Godfrey DiGiorgi wrote:

>On Mar 26, 2006, at 8:46 AM, Mark Roberts wrote:
>
>>> I'm finding there is too much ease in shooting, to much difficulty in
>>> production.
>>
>> Since I read "Real World Camera Raw..." I've found that my time spent
>> on production has gone *way* down :)
>
>Have to agree .. Bruce's discussion of proper procedures leads one to  
>a much more efficient way of working with RAW format captures.

I have to tell you, Godfrey, that I bought that book mainly on your
(repeated) recommendations and I've become something of an evangelist
for it. Bruce owes one or both of us some commissions here ;)

>But beyond that consideration, I find that the vast majority of my  
>time "in production" is on deciding what I want to present in a  
>photograph, regardless of whether the capture is a film or a digital  
>image, and regardless of whether the process of producing a print is  
>the wet lab or a computer and inkjet printer.

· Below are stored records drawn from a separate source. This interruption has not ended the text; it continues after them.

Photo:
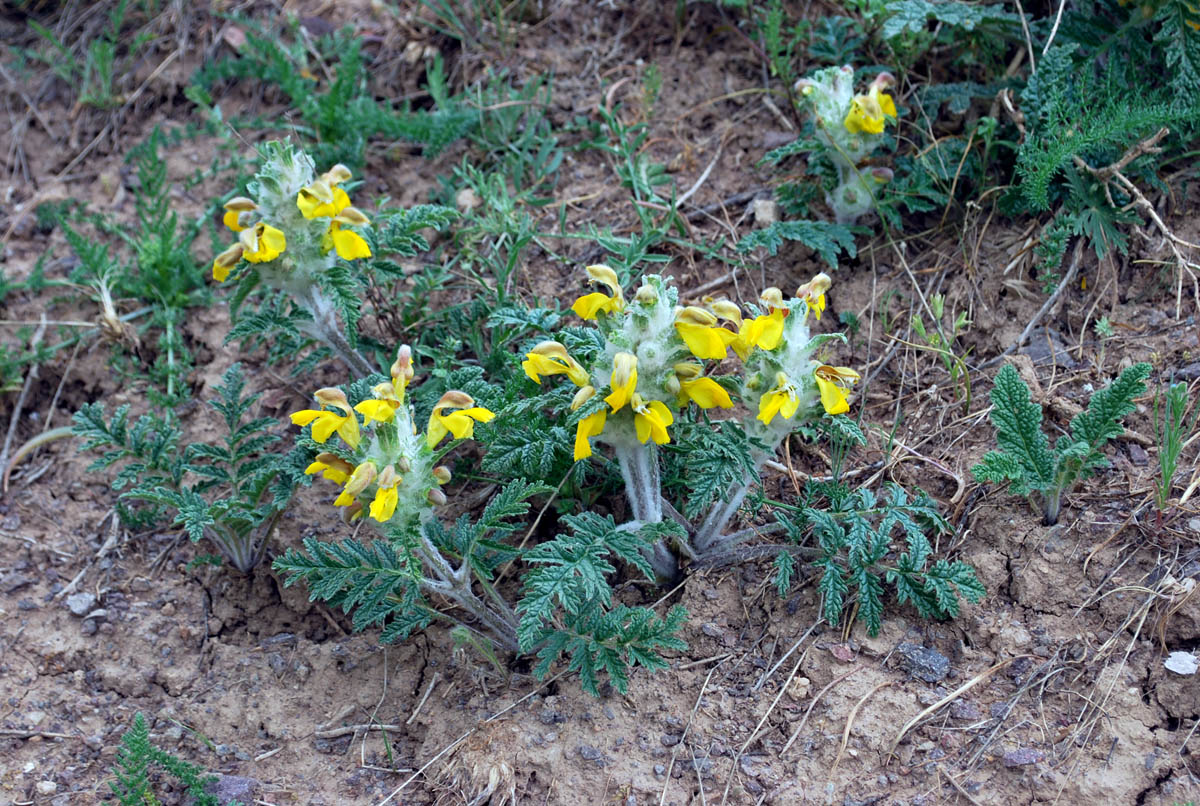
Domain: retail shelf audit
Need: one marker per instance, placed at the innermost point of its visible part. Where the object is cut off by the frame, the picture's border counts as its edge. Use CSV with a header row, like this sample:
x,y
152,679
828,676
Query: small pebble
x,y
81,603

I think that "deciding what you want to present" *should* comprise the
majority of production time/effort. I can't say that I'm there yet but
I'm getting closer. My objective has always been to be as close as
possible to the final finished image at the moment I snap the shutter
(while still being *willing* to do significant post-production in the
inevitable instances in which it is necessary - I'm not going to
sacrifice art in the name of philosophy). I even continue to use
things like split ND filters, even though plenty of people maintain
that it isn't necessary with digital (you can, after all, make
separate exposures for foreground and background and combine them
later). I don't think there's anything ethically superior about the
way I choose to do things, it just works for me on  a philosophical
level and, I believe, saves me time in post-production.